Shaken. Tumble down stairways.
Dark. Without a window to the outside.
Tears. Collected in jars and glasses set out for those who couldn’t come.
Fear. The deep alone of leaving.
Life. The when and where of what is now.

I’m not there tonight. Although, I generally feel more on the edge of dipping down into those places than usual. An introvert fearing the long stretches of days in the apartment with a nonverbal little boy. It is amazing to me how sometimes the clouds roll in and completely drown the joy of what’s in front of me. How fear and loneliness loom so large I can’t see the promises that I have nothing to fear because I will never be alone.

June 2019

This has been a difficult month of transitions. The first of the month brought a new apartment, town, job for Aaron, and the beginning of full time stay-at-home motherhood for me. The first two weeks were an attempt to move in and acclimate (especially the baby) to the new routine, and the last two weeks consisted mostly of travel to two out of state weddings.

The combination of moving away from friends and family plus being home essentially 24/7 has left me feeling isolated and desperate for the hope to make it through the next eleven months of our contract here. Perhaps the absence of travel will help in that respect. The weddings were beautiful and not to be missed, but traveling by car and plane for long periods of time with a 9 month old cannot in any universe be classified as a vacation. Ethan was a champ, as always. But I am never not a mom. I gave up the luxury of being able to “check-out” or completely “unplug” when I got pregnant with him. I’m not mad about that; it’s just the reality.

So, my task is to figure out who I am and what I’m supposed to do in the midst of my alien isolation. What do my days look like when I’ve already cooked and cleaned and run all the errands? I don’t know that person. I hope to soon.

May 2019

This post didn’t make it up by the first, but for good reason.

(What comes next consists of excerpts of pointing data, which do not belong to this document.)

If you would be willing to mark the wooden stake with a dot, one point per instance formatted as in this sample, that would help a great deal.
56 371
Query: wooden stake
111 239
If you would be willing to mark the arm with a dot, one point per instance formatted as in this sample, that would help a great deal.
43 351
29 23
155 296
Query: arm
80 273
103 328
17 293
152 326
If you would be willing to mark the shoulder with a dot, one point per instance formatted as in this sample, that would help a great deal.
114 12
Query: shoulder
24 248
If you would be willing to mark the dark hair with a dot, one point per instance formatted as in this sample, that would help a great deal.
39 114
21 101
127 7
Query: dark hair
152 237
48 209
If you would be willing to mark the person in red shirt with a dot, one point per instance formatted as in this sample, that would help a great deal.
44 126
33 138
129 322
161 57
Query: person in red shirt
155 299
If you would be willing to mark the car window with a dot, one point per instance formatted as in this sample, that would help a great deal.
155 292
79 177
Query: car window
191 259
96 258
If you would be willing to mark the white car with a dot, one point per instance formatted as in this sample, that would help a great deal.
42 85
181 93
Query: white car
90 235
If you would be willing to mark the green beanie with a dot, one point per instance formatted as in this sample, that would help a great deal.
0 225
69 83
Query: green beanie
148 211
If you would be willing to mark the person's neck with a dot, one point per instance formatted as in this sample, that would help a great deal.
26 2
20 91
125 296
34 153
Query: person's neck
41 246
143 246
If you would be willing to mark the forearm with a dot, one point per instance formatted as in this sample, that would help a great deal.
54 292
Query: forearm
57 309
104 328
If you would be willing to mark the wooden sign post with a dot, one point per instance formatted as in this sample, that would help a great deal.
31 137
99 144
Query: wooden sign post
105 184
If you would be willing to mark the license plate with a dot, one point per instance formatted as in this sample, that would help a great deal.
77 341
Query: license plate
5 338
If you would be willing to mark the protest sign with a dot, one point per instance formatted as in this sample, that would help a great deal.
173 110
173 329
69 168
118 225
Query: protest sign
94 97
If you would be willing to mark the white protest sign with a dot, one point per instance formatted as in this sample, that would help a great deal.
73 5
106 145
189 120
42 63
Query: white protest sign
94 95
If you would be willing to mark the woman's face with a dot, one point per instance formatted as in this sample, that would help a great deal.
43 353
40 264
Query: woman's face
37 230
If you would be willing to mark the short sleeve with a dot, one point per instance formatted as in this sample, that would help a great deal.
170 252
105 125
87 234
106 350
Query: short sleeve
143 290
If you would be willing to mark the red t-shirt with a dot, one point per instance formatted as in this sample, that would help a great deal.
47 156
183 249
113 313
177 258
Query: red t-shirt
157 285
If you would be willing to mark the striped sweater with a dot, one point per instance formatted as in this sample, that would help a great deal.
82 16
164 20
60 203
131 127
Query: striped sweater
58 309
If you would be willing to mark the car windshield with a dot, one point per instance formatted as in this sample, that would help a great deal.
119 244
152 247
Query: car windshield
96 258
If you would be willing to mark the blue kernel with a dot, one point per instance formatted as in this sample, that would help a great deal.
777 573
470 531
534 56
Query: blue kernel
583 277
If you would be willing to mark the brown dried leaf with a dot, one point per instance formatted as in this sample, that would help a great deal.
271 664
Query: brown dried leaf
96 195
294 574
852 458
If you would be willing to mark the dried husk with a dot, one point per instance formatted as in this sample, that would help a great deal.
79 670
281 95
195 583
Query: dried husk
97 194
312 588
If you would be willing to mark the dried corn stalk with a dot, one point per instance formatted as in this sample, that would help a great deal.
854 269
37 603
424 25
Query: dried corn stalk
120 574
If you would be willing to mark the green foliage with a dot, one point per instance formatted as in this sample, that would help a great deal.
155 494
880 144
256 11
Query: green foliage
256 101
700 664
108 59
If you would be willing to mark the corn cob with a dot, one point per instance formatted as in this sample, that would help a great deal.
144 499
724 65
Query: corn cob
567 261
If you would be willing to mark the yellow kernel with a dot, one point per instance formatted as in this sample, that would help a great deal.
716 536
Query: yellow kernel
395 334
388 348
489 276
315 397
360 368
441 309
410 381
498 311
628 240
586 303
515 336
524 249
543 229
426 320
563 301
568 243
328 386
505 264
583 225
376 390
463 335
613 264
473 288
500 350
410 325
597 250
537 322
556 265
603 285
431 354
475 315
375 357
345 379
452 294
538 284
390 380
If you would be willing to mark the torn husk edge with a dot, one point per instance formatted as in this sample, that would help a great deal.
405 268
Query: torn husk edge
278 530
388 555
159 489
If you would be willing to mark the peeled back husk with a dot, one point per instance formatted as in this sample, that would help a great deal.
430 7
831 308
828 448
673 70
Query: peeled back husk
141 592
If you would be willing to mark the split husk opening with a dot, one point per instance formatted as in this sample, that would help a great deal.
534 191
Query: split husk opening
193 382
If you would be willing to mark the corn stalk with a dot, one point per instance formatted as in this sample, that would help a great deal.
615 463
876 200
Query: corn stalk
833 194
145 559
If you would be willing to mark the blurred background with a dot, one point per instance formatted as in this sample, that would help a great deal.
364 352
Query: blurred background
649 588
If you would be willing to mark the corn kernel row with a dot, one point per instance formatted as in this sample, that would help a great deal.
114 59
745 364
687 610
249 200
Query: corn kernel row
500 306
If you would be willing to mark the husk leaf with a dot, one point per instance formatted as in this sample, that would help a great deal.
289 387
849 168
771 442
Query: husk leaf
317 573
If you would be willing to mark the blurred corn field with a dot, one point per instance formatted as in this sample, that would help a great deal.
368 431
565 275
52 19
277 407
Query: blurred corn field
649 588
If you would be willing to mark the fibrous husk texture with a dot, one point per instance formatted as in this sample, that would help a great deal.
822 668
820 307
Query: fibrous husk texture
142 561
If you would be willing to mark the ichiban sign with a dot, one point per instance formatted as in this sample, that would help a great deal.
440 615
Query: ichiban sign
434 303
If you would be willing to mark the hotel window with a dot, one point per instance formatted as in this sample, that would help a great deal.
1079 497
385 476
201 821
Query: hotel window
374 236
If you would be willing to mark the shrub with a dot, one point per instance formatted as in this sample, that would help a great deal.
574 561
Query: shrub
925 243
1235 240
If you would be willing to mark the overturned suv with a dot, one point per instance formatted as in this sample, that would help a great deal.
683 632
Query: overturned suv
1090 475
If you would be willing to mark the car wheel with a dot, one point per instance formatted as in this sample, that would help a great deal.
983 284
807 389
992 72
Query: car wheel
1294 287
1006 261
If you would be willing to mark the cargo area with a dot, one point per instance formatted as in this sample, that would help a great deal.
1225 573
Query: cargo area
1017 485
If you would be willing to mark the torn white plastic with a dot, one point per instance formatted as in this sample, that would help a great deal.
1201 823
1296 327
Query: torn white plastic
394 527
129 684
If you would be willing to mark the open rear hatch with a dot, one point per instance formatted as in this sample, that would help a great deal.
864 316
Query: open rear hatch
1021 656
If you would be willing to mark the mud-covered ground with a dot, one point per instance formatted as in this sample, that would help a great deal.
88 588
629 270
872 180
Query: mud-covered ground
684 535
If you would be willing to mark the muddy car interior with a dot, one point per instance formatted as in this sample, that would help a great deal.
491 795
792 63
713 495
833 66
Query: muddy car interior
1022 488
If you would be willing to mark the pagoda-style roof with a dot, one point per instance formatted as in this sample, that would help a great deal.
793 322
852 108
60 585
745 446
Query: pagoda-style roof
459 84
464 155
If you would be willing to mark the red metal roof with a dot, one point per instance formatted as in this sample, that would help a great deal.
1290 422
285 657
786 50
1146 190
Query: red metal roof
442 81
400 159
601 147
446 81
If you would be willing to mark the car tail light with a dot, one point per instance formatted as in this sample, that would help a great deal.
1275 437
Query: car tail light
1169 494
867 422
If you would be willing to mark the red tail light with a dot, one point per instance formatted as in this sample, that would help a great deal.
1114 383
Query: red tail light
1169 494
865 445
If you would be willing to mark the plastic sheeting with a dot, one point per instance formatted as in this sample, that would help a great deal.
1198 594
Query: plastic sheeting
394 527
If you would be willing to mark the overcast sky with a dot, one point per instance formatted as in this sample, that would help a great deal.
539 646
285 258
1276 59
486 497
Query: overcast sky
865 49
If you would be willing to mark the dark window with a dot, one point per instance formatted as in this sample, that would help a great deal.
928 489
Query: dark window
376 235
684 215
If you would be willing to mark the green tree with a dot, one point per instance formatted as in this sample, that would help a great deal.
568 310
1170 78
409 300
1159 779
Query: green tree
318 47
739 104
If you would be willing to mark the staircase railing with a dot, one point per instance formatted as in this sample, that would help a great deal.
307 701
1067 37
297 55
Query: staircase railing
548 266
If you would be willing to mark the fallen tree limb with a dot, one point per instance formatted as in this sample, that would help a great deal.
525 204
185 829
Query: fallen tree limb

I sit here in a new apartment on the other side of Aaron’s finals, graduation, and the first move of our marriage. We are so thankful for the family and friends who helped us with the transition.

It’s funny, even though I graduated last year, this month felt like we were both graduating for real because it would lead also to a major upheaval of life routine and location. We only moved two hours from where we were, but Aaron is now working 8a-5p+ six days a week interning at a church and I am home full time with our little man. During this month, Ethan started crawling and pulling himself up (on everything…your pant legs are not safe). Baby’s new mobility makes managing chores and household responsibilities require more creativity. However, I acknowledge that there are many people who aren’t in our same situation. We discussed early on in our relationship that we wanted to make sacrifices while we could in order to eventually be a debt free, one-income family. And here we are. I’m thankful for good baby naps and leftovers and sitting in the grass under shade trees.